Tanto premesso, la Curatela chiedeva dichiararsi l’inefficacia dei pagamenti effettuati dalla Copisteria Adriatica al D.C. nella misura di L. 32.000.000 (L. 22.555.500 prima della dichiarazione di fallimento, e L. 9.440.500 successivamente), e la condanna del convenuto alla restituzione delle somme indicate; in subordine, revocare e/o dichiarare inefficaci, a seconda della collocazione temporale, i pagamenti effettuati sino a concorrenza della somma di L. 22.203.500.

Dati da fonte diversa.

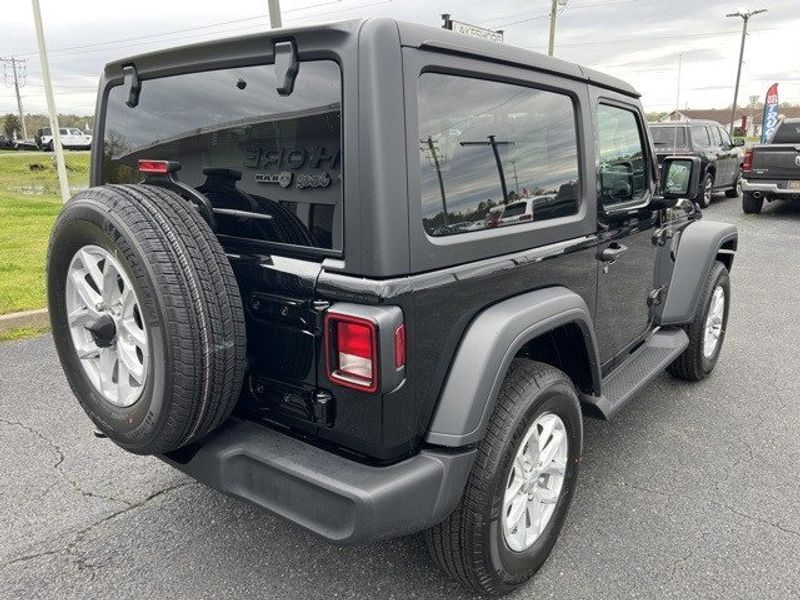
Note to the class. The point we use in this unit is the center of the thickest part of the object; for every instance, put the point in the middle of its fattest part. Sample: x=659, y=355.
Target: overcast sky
x=637, y=40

Il D.C. contestava la domanda, eccependo che la Eredi Rossi non era mai stata parte della scrittura del 1994 e che il pagamento non era stato effettuato con denaro della fallita.

Con sentenza del 25/8/2003, il Tribunale accoglieva la domanda principale della Curatela e dichiarava l’inefficacia del pagamento ricevuto dal D.C. per le rate del canone locatizio dall’11/10/1994, sino a concorrenza della somma di L. 32.000.000, pari ad Euro 16.526,62, e lo condannava a restituire detta somma al Fallimento, oltre interessi legali e spese.

Interponeva appello il D.C.; la Curatela si opponeva e proponeva appello incidentale condizionato, per avere il Tribunale omesso di pronunciarsi in ordine alla rivalutazione.

La Corte d’appello dell’Aquila, con sentenza 3/3/2006, ha respinto l’appello principale, assorbito l’incidentale, e condannato l’appellante alla rifusione a favore della Curatela delle spese del grado.

La Corte del merito ha respinto le eccezioni di inammissibilità della comparsa di costituzione e risposta in secondo grado per intempestivo deposito in Cancelleria e per illeggibilità sia della firma della parte che aveva rilasciato la procura all’avv. Del Federico, che della firma di questi, rilevando che la comparsa spedita per telefax al domiciliatario avv. Pietro Gallo ed attestata come originale dalla Cancelleria, era stata depositata il 19/4/04, penultimo giorno utile per l’impugnazione, ed evidente essendo la leggibilità della firma del Curatore, avv. Antonio Colameco, come chiaramente risultava dall’iniziale del nome del professionista e, per esteso, del suo cognome; nè determinava nullità della procura speciale l’apposizione della sigla del difensore, in quanto apposta a lato del nome e cognome dattiloscritti per esteso, incorporata nella comparsa,ove, nell’ultima pagina, era rinvenibile altra identica sigla del difensore, pure accompagnata dalla dattiloscrizione per esteso del nome e cognome, sì che non residuava alcun dubbio sulla individuazione dell’avv. Del Federico.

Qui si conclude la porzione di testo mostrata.